Kubernetes HPA Best Practices: When CPU Works, Why Memory Almost Never Does
How HPA Actually Decides to Scale
The HPA controller uses a formula to determine desired replicas: desiredReplicas = ceil(currentReplicas × (currentMetricValue / desiredMetricValue)). A critical detail is that "the metric value is expressed relative to the resource request, not the resource limit." This distinction explains many HPA failures.
HPA polls metrics every 15 seconds by default, scaling up within one to three polling cycles when thresholds are exceeded. Scale-down is deliberately slow, waiting 5 minutes by default to prevent oscillation.
CPU-Based HPA: When It Works and When It Doesn't
Where CPU HPA Works Well
CPU-based HPA succeeds with stateless request-processing workloads where CPU consumption correlates with request volume. Prerequisites include:
- Accurate CPU requests set to actual sustained consumption, not placeholders
- Reasonable request-to-limit ratios (1:4 or less)
- CPU consumption that tracks user load linearly
Where CPU HPA Fails
CPU HPA struggles with:
- Latency-sensitive services with sharp spikes — by the time HPA detects and reacts to peaks, the burst may be over
- I/O-bound workloads — showing low CPU even under heavy load
- Workloads with cold-start costs — requiring earlier scaling decisions than CPU metrics can trigger
Memory-Based HPA: Why It Almost Always Breaks
The Core Problem
Memory is incompressible; exhausting it causes OOM termination. Unlike CPU, "memory consumption is relatively stable" for well-architected services.
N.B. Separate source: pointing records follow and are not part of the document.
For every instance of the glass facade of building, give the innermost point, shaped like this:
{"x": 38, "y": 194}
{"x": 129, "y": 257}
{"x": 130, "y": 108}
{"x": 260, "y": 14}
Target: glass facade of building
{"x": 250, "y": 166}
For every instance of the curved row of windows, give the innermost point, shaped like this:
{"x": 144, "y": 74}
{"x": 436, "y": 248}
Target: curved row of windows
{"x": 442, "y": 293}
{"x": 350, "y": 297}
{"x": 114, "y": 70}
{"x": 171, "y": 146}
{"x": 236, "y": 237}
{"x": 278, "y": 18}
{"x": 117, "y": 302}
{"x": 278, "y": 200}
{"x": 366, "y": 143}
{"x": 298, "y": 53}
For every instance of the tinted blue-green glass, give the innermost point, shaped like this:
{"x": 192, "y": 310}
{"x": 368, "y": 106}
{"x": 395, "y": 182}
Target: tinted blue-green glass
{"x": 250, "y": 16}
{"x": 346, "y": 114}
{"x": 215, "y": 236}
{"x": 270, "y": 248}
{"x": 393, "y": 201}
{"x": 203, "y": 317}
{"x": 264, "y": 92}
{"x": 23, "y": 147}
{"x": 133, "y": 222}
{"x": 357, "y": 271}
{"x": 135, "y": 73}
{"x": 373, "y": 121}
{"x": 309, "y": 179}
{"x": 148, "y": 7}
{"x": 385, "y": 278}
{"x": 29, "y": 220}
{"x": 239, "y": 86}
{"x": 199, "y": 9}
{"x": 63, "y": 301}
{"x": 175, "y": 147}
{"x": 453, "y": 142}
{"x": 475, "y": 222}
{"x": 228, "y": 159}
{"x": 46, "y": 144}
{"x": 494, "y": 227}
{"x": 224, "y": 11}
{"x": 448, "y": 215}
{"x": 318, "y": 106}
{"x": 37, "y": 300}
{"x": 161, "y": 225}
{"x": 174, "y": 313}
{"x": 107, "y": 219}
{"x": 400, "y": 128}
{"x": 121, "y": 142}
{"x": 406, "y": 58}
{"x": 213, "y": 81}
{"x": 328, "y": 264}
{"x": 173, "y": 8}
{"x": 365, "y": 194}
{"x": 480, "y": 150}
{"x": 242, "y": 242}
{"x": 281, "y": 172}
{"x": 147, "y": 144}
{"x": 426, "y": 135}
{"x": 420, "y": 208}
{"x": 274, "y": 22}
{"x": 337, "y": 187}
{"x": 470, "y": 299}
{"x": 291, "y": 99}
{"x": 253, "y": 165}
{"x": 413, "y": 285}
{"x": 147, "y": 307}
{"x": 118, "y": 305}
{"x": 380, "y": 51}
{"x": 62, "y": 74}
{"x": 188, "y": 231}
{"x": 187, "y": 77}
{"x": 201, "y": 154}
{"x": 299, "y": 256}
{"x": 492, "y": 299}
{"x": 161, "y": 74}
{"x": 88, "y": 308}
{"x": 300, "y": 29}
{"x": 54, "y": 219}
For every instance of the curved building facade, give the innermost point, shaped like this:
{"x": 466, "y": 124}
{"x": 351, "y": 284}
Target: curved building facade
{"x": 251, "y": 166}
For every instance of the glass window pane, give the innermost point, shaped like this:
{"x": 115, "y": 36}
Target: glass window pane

A Go service or JVM application maintains a consistent memory footprint regardless of traffic volume from 10 to 10,000 requests per second.
This creates two outcomes: memory HPA either never triggers (useless) or always triggers (permanently scaled out).
The Request Misconfiguration Trap
A Java service needing 512Mi heap but configured with a 256Mi request will immediately consume 200% of its request. An HPA with 70% memory threshold will scale such workloads to maximum replicas permanently. The solution is right-sizing requests, not adjusting thresholds.
JVM and Go Runtime Memory Behavior
The JVM allocates heap up to its maximum and doesn't release it aggressively, even after garbage collection. Go's garbage collector prioritizes low latency over minimal memory use, potentially holding memory above strict necessity.
When Memory HPA Is Actually Appropriate
Memory-based HPA is defensible only in narrow cases:
- Workloads where memory consumption tracks load linearly
- As a secondary safety valve (not primary) at 85-90% threshold for protecting against memory leaks
- Caching services where avoiding eviction before scaling out is critical
Right-Sizing Requests Before Adding HPA
No HPA strategy works without accurate resource requests. Run workloads under representative load and measure actual consumption. VPA in recommendation mode provides data-driven baselines:
apiVersion: autoscaling.k8s.io/v1
kind: VerticalPodAutoscaler
metadata:
name: my-service-vpa
spec:
targetRef:
apiVersion: apps/v1
kind: Deployment
name: my-service
updatePolicy:
updateMode: "Off" # Recommendation only
Critical note: VPA and HPA cannot both auto-manage the same resource metric simultaneously.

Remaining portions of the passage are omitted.